You are viewing a plain text version of this content. The canonical link for it is here.
Posted to issues@flink.apache.org by StefanRRichter <gi...@git.apache.org> on 2016/09/22 08:02:49 UTC

[GitHub] flink pull request #2533: [FLINK-4603] Fixes: KeyedStateBackend cannot resto...

GitHub user StefanRRichter opened a pull request:

    https://github.com/apache/flink/pull/2533

    [FLINK-4603] Fixes: KeyedStateBackend cannot restore user code classes

    This PR fixes [FLINK-4603] and introduces a test to protect better against future regression.

You can merge this pull request into a Git repository by running:

    $ git pull https://github.com/StefanRRichter/flink backend-classloader-fix

Alternatively you can review and apply these changes as the patch at:

    https://github.com/apache/flink/pull/2533.patch

To close this pull request, make a commit to your master/trunk branch
with (at least) the following in the commit message:

    This closes #2533
    
----
commit d6b8b0112c6a4cf3f2cbf5eb758599e15d796aab
Author: Stefan Richter <s....@data-artisans.com>
Date:   2016-09-21T12:55:58Z

    [FLINK-4603] KeyedStateBackend can restore user code classes

commit 78b2a4f048bd62e55471a384169304ca46bbbf60
Author: Stefan Richter <s....@data-artisans.com>
Date:   2016-09-21T15:56:08Z

    [FLINK-4603] Test case

----


---
If your project is set up for it, you can reply to this email and have your
reply appear on GitHub as well. If your project does not have this feature
enabled and wishes so, or if the feature is enabled but not working, please
contact infrastructure at infrastructure@apache.org or file a JIRA ticket
with INFRA.
---

[GitHub] flink issue #2533: [FLINK-4603] Fixes: KeyedStateBackend cannot restore user...
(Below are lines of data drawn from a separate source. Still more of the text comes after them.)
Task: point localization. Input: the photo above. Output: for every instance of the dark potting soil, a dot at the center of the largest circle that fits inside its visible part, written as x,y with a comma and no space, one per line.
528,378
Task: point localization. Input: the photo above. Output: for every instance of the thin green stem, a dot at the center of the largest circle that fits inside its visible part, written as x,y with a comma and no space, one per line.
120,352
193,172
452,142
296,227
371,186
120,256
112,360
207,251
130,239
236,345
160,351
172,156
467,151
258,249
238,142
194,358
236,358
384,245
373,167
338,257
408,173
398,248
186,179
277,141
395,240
Posted by StefanRRichter <gi...@git.apache.org>.
Github user StefanRRichter commented on the issue:

    https://github.com/apache/flink/pull/2533
  
    @StephanEwen at least in the RocksDB backend we could remove user code completely. Right now, the only thing that needs to be serialized is the TypeSerializer from the ValueDescriptor. It is used in a check that users can not provide a descriptor with a different TypeSerializer than the one that was used initially. We might think about removing this to support versioning of TypeSerializers, but how can we somehow enforce compatibility between them?


---
If your project is set up for it, you can reply to this email and have your
reply appear on GitHub as well. If your project does not have this feature
enabled and wishes so, or if the feature is enabled but not working, please
contact infrastructure at infrastructure@apache.org or file a JIRA ticket
with INFRA.
---

[GitHub] flink issue #2533: [FLINK-4603] Fixes: KeyedStateBackend cannot restore user...

Posted by StephanEwen <gi...@git.apache.org>.
Github user StephanEwen commented on the issue:

    https://github.com/apache/flink/pull/2533
  
    I see, keeping the serializers for now makes probably sense.
    It just seems that there are also user functions in there (like fold, etc) - those should probably be removed. May mean that we have to inject them back into the state descriptor later.
    
    Orthogonal issue, so +1 for this change.
    
    Merging this...


---
If your project is set up for it, you can reply to this email and have your
reply appear on GitHub as well. If your project does not have this feature
enabled and wishes so, or if the feature is enabled but not working, please
contact infrastructure at infrastructure@apache.org or file a JIRA ticket
with INFRA.
---

[GitHub] flink pull request #2533: [FLINK-4603] Fixes: KeyedStateBackend cannot resto...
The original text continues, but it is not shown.